Ten Years Post-Actavis: Lessons Learned and the Future of Reverse Payment Antitrust Cases
Aitor Diago via Getty Images

Ten years have passed since the U.S. Supreme Court’s 2013 landmark decision in FTC v. Actavis, which cleared the path for so-called “reverse payment” settlements between branded drug patent holders and generic manufacturers to face antitrust scrutiny. In a 5-3 decision, Justice Breyer’s majority opinion outlined how reverse payment settlements could be found to be anticompetitive even when the settlement terms do not exceed the scope of the patent. To make this determination, the court’s majority held, these settlements should be evaluated individually, using the rule of reason antitrust standard to determine whether the procompetitive aspects of the settlement outweighed anticompetitive ones.

The majority opinion provided guidance on ways individual settlements could be evaluated under a rule of reason framework. The specifics, however, have been interpreted differently by practitioners and left open issues for continuing debate. In particular, the opinion noted that:

  1. Specific terms and restraints in settlement agreements, particularly as they relate to the entry of generic competitors, have the potential for genuine adverse effects on competition.
  2. Some antitrust consequences will sometimes prove unjustified (e.g., when the payment exceeds the saved litigation expenses or fair value for services).
  3. If a reverse payment settlement can cause anticompetitive harm, the patent holder likely possesses the power to bring that harm about in practice, with the size of the payment serving as a strong indicator of such power.
  4. An antitrust claim may be more administratively feasible than the lower court in Actavis believed.
  5. The fact that a large, unjustified reverse payment risks antitrust liability does not prevent parties from settling their lawsuit.
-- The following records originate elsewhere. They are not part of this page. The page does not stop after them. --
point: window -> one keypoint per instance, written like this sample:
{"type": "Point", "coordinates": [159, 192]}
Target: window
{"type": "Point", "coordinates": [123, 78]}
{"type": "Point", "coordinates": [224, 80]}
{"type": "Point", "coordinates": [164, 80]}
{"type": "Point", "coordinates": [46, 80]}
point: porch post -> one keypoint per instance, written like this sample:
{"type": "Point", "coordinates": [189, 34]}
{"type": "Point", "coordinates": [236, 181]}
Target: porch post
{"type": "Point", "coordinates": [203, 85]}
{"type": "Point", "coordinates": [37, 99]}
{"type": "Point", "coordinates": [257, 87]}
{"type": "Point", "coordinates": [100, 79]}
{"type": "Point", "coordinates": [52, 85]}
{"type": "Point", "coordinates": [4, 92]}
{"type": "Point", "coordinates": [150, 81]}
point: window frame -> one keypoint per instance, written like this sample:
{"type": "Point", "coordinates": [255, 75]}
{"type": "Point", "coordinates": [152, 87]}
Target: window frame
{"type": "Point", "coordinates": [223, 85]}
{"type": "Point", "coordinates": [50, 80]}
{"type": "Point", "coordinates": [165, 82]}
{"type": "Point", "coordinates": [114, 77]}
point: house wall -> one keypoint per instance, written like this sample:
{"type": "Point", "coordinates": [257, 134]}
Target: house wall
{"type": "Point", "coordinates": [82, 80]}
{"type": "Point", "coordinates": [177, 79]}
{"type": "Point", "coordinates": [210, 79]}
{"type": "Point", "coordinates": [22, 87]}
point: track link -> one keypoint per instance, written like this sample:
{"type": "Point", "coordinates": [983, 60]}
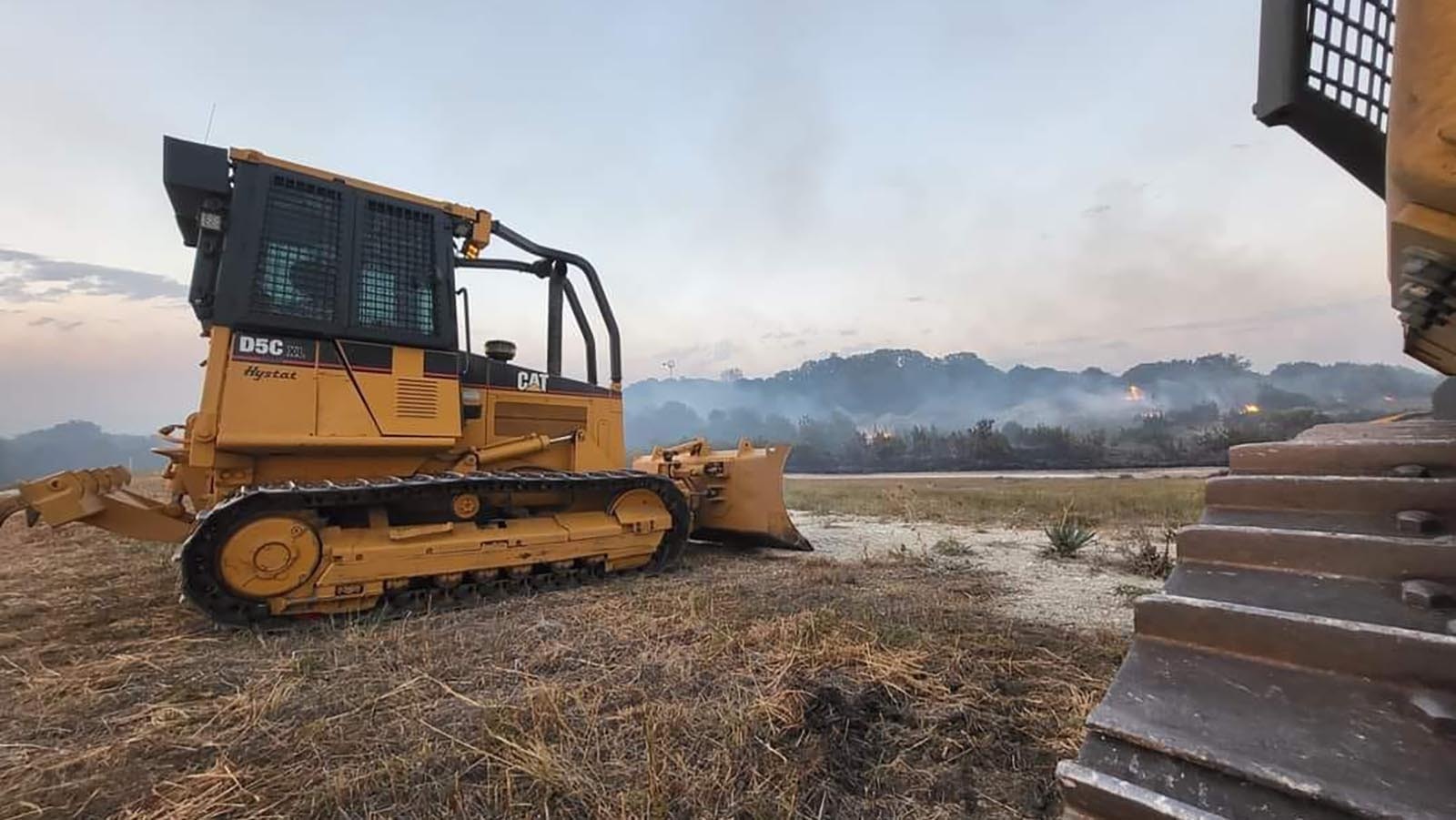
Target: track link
{"type": "Point", "coordinates": [201, 551]}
With respect to the administrative feasibility of these cases, the majority opinion argued it would normally not be necessary to litigate the underlying patent validity to address the antitrust question, which the lower court memorably described as a “turducken” task of deciding a patent case within an antitrust case about the settlement of the patent case. Instead, the majority opined that “an unexplained large reverse payment itself would normally suggest that the patentee has serious doubts about the patent’s survival.” The majority explained further that “the size of the unexplained reverse payment can provide a workable surrogate for a patent’s weakness, all without forcing a court to conduct a detailed exploration of the validity of the patent itself.”

In his dissenting opinion, Chief Justice Roberts argued that this approach would discourage the settlement of patent litigation, noting that the question raised in the case was fundamentally one of patent validity. The dissent also challenged the practicality of the majority’s decision to analyze these settlements under the rule of reason standard. In particular, the Chief Justice claimed that district courts, when faced with a patent settlement that is alleged to be a reverse payment, would be required to weigh the likely anticompetitive effects, redeeming virtues, market power, and potentially offsetting legal considerations. In light of these challenges, Chief Justice Roberts offered two words of advice to the lower courts: “Good luck.”
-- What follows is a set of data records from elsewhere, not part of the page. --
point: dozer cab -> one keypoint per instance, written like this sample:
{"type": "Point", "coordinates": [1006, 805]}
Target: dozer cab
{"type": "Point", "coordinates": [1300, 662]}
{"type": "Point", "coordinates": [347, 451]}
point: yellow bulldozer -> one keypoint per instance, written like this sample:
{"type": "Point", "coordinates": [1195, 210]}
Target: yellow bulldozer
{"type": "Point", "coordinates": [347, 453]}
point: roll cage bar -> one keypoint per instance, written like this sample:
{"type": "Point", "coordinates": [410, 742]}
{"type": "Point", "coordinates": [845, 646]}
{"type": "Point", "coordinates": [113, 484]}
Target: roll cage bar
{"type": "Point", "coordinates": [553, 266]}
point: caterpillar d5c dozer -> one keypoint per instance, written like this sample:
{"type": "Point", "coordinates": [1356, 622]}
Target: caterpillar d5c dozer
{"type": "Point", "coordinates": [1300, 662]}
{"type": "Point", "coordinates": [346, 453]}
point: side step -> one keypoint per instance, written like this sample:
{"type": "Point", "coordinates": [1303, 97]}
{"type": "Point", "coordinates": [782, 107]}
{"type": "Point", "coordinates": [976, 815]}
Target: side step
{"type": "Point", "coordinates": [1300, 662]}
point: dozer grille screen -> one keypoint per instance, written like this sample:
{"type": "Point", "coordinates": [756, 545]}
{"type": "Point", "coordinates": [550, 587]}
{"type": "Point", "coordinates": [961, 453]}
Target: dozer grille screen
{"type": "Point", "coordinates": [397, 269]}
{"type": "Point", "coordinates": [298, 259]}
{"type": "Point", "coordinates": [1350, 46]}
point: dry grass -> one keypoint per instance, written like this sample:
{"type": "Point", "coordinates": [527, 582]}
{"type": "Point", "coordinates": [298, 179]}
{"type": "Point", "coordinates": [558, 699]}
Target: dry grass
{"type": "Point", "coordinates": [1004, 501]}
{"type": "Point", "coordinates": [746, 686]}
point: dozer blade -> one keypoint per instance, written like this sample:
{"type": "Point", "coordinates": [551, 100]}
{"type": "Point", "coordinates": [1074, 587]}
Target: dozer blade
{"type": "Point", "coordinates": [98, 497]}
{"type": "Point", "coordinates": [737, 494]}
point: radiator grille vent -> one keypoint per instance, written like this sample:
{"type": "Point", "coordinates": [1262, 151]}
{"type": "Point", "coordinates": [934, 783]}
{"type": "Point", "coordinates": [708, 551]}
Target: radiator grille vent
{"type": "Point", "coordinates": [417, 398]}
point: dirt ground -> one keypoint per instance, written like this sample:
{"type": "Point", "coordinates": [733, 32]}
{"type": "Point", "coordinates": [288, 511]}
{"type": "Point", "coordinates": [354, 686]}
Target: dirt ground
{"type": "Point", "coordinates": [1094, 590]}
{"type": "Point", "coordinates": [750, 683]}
So how have the district courts fared thus far overseeing these antitrust challenges? Over the past decade, there have been dozens of reverse payment class action cases brought by private litigants. Many of these cases have been dismissed at the class certification stage. Many others have settled prior to or during trial. But in the decade since the Supreme Court’s Actavis decision, only three cases have actually proceeded through trial to a jury verdict.
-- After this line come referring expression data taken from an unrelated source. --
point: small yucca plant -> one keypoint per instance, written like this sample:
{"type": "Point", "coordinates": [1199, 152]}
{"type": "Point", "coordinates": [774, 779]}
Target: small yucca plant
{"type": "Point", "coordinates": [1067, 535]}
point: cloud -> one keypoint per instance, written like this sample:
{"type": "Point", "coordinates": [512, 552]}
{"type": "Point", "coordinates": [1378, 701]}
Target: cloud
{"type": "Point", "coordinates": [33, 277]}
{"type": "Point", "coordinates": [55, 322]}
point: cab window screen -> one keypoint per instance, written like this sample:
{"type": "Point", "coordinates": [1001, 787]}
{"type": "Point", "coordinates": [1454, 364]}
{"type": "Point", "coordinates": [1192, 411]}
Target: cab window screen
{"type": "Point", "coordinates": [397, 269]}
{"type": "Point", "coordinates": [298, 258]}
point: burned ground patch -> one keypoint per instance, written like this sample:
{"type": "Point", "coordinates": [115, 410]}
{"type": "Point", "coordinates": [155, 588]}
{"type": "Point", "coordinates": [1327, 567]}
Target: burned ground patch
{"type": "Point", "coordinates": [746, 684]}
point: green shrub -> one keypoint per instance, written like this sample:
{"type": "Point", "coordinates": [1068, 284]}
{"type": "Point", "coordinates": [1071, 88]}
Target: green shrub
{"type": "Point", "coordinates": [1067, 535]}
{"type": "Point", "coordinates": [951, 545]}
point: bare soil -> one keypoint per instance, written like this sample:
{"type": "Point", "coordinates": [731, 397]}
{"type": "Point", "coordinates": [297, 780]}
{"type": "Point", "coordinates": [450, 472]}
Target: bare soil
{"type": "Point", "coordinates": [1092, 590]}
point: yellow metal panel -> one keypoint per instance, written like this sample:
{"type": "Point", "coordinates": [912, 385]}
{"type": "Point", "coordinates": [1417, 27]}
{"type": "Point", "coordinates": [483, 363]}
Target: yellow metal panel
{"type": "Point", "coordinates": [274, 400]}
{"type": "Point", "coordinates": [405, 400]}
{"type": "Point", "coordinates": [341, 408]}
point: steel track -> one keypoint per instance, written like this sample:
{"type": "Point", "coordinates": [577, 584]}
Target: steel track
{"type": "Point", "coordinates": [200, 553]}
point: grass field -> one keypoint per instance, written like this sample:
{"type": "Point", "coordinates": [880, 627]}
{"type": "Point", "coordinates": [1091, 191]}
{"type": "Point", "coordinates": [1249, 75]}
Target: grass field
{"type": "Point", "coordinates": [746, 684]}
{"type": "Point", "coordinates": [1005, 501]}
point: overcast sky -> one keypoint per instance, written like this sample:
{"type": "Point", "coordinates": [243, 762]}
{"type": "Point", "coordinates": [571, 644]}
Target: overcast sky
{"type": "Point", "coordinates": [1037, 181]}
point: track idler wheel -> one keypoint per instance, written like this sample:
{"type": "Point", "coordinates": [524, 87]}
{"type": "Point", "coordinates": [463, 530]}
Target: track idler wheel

This article reviews some of the key findings from these three cases, summarizes lessons from the proceedings, and considers what may be ahead.

In re: Nexium (Esomeprazole) Antitrust Litigation (“Nexium”)

In 2014, Nexium became the first reverse payment case to proceed through trial after the Actavis decision. In this case, the plaintiffs – which included a class of direct purchasers, a class of end-payors, and a group of pharmaceutical retail outlets – alleged that defendant AstraZeneca, the manufacturer of the heartburn medication Nexium, had made payments to Ranbaxy, a generic manufacturer that had challenged a set of AstraZeneca’s Nexium patents. The plaintiffs argued that these alleged payments stemmed from terms of the patent litigation settlement agreement, which included a condition that AstraZeneca would refrain from launching an authorized generic version of the Nexium product. Under this “no-AG” clause, Ranbaxy would serve as AstraZeneca’s subcontractor and manufacture certain quantities of branded Nexium, and also serve as AstraZeneca’s distributor for authorized generic versions of two other AstraZeneca drugs. The plaintiffs alleged that these terms were actually payments from AstraZeneca to Ranbaxy to delay Ranbaxy’s generic Nexium entry for a period of approximately six years.

After deliberating for two and a half days, the jury found that AstraZeneca had exercised market power within the relevant market, that the AstraZeneca-Ranbaxy settlement agreement did include a large and unjustified payment, and that the settlement between the parties was “unreasonably anticompetitive.” However, the jury also found that the plaintiffs did not successfully prove that, absent the settlement, AstraZeneca and Ranbaxy would have agreed to an earlier generic entry date. There was, therefore, no antitrust injury to the plaintiffs. The plaintiffs appealed the outcome to the U.S. Court of Appeals for the First Circuit, which upheld the jury’s verdict in favor of the defense.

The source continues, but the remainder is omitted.